NASA said Thursday that the Perseverance rover has touched down on the surface of Mars after successfully overcoming a risky landing phase known as the "seven minutes of terror."
"Touchdown confirmed," said operations lead Swati Mohan at around 3:55 pm Eastern Time (2055 GMT) as mission control at NASA's Jet Propulsion Laboratory headquarters erupted in cheers.
The autonomously-guided procedure was completed more than 11 minutes earlier, which is how long it takes for radio signals to return to Earth.
"WOW!!" tweeted NASA Associate Administrator Thomas Zurburchen as he posted the Perseverance's first black and white image from the Jezero Crater in Mars' northern hemisphere.
The rover is only the fifth ever to set its wheels down on Mars. The feat was first accomplished in 1997 and all so far have been American.
About the size of an SUV, it weighs a ton, is equipped with a seven foot (two meter) long robotic arm, has 19 cameras, two microphones, and a suite of cutting-edge instruments to assist in its scientific goals.
Perseverance now embarks on a multi-year mission to search for the biosignatures of microbes that might have existed there billions of years ago, when conditions were warmer and wetter than they are today.

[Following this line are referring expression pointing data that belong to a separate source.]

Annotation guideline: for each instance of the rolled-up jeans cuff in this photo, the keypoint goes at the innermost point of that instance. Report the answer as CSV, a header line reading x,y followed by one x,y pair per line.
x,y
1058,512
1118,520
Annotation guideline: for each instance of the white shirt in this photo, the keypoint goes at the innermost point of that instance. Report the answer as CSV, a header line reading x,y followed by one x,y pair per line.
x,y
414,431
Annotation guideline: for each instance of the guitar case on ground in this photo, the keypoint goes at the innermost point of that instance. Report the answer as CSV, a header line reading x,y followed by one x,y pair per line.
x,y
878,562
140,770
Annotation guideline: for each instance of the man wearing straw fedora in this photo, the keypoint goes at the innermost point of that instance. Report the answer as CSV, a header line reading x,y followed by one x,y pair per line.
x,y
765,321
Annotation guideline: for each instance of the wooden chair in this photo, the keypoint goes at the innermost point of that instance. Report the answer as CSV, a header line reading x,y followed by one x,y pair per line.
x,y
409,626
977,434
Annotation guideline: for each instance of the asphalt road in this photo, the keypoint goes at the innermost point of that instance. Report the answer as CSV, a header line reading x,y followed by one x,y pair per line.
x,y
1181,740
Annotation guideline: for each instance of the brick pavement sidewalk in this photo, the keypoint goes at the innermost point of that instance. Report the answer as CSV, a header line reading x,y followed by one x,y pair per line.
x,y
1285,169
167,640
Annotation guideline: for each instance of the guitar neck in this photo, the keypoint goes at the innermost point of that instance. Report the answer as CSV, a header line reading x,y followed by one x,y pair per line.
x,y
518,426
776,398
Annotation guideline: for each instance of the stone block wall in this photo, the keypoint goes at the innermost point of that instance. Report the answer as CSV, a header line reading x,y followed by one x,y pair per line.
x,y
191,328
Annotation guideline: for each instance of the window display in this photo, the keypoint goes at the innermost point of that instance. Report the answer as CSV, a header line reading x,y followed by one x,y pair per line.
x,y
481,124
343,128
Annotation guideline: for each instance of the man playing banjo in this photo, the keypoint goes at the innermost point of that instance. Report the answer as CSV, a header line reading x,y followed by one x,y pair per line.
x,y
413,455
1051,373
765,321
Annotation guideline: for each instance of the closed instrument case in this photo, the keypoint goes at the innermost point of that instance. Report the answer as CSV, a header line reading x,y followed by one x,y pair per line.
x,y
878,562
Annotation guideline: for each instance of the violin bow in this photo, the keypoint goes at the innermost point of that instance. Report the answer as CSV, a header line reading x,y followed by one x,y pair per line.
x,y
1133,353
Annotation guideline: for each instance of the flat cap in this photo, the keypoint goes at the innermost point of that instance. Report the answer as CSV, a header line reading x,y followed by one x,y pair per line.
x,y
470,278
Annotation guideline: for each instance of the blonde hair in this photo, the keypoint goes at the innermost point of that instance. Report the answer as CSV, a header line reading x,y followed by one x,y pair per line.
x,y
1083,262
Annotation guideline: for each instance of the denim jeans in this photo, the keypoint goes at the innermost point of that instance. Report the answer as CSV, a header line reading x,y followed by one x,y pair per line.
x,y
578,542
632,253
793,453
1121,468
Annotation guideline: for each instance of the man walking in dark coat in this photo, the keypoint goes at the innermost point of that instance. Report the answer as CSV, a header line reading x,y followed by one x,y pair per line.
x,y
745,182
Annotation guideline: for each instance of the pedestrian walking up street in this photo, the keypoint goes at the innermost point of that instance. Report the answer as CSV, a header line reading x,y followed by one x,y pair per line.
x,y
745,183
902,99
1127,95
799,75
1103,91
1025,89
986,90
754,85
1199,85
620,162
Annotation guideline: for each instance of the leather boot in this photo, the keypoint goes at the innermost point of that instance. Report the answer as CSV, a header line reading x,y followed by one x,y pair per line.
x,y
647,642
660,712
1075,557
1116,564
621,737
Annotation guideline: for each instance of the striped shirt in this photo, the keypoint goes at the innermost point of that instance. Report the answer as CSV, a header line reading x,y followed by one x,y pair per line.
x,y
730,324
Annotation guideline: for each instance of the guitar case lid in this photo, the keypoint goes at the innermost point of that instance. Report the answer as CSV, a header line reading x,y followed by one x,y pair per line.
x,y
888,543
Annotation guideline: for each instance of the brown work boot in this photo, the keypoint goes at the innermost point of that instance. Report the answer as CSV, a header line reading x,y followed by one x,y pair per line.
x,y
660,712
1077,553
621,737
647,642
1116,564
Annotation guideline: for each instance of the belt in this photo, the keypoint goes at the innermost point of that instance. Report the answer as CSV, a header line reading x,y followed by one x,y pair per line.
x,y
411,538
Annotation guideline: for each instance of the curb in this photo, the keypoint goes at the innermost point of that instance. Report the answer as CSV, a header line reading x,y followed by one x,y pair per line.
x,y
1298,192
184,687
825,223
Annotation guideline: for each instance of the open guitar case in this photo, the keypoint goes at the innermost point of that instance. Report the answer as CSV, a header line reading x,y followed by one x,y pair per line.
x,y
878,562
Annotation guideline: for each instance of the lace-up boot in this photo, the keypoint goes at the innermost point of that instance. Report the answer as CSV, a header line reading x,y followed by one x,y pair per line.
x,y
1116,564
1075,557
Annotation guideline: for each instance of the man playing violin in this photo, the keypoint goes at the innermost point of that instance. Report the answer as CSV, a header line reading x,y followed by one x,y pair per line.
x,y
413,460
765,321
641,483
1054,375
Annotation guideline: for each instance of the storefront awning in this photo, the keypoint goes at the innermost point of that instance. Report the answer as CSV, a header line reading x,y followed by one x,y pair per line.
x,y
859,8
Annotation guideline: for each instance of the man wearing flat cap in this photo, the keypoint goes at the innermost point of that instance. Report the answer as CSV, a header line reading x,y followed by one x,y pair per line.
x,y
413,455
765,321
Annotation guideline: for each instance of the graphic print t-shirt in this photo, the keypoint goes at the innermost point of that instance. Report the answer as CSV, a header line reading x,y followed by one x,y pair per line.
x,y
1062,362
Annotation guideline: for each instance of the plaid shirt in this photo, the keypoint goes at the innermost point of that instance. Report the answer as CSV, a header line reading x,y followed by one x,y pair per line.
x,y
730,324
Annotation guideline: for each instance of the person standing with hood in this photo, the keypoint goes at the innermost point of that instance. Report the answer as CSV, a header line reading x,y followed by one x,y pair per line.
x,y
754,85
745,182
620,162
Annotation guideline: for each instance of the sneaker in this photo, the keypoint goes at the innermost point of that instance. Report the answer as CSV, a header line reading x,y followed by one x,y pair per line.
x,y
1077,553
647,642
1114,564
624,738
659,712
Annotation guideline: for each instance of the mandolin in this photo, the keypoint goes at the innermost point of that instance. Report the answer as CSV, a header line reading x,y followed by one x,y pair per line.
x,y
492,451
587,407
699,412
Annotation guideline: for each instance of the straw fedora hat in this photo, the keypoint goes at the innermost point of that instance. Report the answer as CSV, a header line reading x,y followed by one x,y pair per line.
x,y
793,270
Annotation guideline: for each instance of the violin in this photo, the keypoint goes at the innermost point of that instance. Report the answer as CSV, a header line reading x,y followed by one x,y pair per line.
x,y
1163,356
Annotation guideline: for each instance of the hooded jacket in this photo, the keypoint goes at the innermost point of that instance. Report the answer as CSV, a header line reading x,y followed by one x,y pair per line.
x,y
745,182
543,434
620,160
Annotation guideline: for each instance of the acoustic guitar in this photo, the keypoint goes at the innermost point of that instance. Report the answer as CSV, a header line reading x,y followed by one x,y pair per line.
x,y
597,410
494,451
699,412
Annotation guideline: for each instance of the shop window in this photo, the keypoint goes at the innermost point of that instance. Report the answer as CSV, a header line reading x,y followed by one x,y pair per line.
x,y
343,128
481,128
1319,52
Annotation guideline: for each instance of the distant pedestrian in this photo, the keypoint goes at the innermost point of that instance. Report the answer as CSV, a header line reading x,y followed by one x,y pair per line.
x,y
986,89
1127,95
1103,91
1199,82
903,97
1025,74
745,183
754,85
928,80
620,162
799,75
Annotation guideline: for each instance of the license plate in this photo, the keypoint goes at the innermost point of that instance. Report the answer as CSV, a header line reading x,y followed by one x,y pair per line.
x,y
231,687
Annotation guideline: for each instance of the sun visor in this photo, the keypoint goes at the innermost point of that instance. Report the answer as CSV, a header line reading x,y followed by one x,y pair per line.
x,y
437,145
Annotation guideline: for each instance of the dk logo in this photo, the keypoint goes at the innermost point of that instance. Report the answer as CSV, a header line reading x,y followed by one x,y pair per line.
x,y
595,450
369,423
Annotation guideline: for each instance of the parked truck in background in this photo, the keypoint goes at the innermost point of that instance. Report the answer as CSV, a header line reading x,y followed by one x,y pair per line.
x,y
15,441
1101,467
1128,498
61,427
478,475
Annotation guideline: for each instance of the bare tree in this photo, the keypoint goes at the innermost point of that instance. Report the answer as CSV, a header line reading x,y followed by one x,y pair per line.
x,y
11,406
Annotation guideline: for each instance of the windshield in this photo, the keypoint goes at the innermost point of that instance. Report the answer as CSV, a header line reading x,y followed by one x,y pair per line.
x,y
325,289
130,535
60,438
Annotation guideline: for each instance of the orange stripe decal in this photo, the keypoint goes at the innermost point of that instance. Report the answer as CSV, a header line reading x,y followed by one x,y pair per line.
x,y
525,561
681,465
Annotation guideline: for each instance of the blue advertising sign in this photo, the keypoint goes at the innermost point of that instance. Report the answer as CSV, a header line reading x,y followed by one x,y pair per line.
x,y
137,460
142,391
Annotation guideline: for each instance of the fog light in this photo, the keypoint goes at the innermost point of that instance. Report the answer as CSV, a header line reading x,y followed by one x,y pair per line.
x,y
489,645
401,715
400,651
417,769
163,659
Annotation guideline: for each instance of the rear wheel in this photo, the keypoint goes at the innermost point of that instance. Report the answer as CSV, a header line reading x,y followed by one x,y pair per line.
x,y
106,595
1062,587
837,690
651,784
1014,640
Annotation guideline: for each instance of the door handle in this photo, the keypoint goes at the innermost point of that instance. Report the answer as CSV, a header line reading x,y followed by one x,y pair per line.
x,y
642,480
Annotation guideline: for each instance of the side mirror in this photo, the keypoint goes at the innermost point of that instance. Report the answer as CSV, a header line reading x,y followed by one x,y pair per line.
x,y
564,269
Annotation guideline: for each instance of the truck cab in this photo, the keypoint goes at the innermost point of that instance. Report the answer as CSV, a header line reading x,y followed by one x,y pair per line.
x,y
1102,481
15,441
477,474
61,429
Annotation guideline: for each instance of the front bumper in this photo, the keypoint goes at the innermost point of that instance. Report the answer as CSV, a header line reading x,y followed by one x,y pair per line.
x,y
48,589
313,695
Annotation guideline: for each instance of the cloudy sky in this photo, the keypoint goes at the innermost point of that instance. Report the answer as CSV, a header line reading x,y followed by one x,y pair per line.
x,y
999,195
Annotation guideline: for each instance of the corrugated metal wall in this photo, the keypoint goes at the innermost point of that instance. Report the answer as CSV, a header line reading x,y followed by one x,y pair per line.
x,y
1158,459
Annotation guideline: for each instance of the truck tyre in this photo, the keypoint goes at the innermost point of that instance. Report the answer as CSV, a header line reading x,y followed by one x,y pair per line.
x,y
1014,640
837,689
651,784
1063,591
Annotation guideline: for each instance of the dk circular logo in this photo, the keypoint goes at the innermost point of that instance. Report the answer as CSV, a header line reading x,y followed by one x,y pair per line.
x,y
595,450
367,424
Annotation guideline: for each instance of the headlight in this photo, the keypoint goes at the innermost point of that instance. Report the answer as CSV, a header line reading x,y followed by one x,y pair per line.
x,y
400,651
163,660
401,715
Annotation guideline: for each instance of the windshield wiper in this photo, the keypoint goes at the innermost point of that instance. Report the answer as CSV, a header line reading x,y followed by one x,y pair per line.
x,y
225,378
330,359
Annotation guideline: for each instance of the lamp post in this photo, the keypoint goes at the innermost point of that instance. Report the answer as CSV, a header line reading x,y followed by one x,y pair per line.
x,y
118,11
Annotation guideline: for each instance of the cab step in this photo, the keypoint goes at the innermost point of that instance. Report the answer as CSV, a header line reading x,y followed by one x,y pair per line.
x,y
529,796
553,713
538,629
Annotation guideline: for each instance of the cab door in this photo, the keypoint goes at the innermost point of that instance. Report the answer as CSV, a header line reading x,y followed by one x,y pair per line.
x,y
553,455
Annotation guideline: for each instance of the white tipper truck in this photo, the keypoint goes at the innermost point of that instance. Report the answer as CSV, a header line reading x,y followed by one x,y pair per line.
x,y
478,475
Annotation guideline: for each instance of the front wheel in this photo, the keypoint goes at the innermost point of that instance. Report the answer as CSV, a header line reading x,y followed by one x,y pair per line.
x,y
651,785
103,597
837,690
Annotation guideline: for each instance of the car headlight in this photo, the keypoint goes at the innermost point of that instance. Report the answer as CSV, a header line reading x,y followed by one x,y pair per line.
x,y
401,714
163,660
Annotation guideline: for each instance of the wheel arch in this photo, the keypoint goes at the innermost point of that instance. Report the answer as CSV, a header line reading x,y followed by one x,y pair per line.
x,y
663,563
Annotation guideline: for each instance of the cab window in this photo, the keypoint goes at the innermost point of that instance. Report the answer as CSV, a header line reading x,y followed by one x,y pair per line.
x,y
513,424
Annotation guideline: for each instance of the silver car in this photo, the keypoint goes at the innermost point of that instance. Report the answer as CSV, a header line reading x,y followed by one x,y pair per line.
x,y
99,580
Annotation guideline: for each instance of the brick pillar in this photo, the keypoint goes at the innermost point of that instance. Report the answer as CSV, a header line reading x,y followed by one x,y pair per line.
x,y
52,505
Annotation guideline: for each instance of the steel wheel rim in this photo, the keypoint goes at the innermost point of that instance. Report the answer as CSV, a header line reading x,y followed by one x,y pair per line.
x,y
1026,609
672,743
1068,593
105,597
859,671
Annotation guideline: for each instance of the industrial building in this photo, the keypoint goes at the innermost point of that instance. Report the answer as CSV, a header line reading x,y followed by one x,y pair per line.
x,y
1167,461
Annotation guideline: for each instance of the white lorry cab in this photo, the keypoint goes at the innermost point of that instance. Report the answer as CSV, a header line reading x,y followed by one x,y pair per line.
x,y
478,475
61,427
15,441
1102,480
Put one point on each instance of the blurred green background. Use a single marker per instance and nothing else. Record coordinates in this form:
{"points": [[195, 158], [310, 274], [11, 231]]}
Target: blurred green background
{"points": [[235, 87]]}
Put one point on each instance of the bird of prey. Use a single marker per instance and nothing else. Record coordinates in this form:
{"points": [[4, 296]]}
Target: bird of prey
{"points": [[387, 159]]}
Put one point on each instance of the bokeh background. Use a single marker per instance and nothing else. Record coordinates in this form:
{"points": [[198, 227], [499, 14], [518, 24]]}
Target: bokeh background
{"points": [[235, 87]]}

Starting from summer, it will attempt to collect 30 rock and soil samples in sealed tubes, to be eventually sent back to Earth sometime in the 2030s for lab analysis.
"The question of whether there's life beyond Earth is one of the most fundamental and essential questions we can ask," said NASA geologist Katie Stack Morgan.
"Our ability to ask this question and develop the scientific investigations and technology to answer it is one of the things that make us as a species so unique."
NASA also wants to run several eye-catching experiments — including attempting the first powered flight on another planet, with a helicopter drone called Ingenuity that will have to achieve lift in an atmosphere that's one percent the density of Earth's.
earlier UPI report
NASA's new Mars rover, Perseverance, traveled through space to the precise location needed to land successfully Thursday at its intended crater on the Red Planet, agency controllers said.
Landing is planned at around 3:55 p.m. EST in Jezero Crater, which is an ancient lakebed the size of California's Lake Tahoe, on the planet's northern hemisphere.
"We are right where we want to be, so we have hit that bullseye," Allen Chen, a NASA lead engineer on the project, said Wednesday during a press briefing from NASA's Jet Propulsion Laboratory in Pasadena, Calif.
"That's pretty incredible considering our last maneuver [a course correction] was back in December," Chen said.
Weather at Jezero Crater appears to be favorable for a landing, Chen said. There are no signs of Mars' dreaded dust storms that can wreak havoc on machinery.
"There are some clouds that are out there … but nothing near our general landing site," Chen said. "The skies look very clear."
At midday Wednesday, the spacecraft was 150,000 miles from the Red Planet, and picking up speed as Mars gravity pulled it closer, said Matt Wallace, deputy project manager for the mission.
The rover's spacecraft is in such good health that "Perseverance could land itself, already, without any more help from us here," Wallace said.
Still, the control room is keeping a close on the interplanetary journey, he said.
"We have to hit an entry corridor that's really just a handful of kilometers across after traveling hundreds of millions of miles to Mars," he said.
"Our batteries are now topped up at 100% state of charge, we have tested out our engines and our guidance sensors. They are ready to go."
Perseverance is NASA's fifth rover mission to Mars. Multiple landers also have explored the planet starting with Viking 1 in 1976.
Perseverance, which was launched from Florida in July, has more science equipment packed on board than any other rover, Wallace said.
Experiments include a helicopter that will fly on another planet for the first time, a chamber to create oxygen from the thin Mars atmosphere and a rock drill that will leave samples on the surface for future missions to collect for a planned return to Earth.
"We have to land safely on Mars, and that is always a challenging feat for us," Wallace said. "It is one of the most difficult maneuvers that we do in space. … You know, almost 50% of the spacecraft that had been sent to the surface of Mars failed."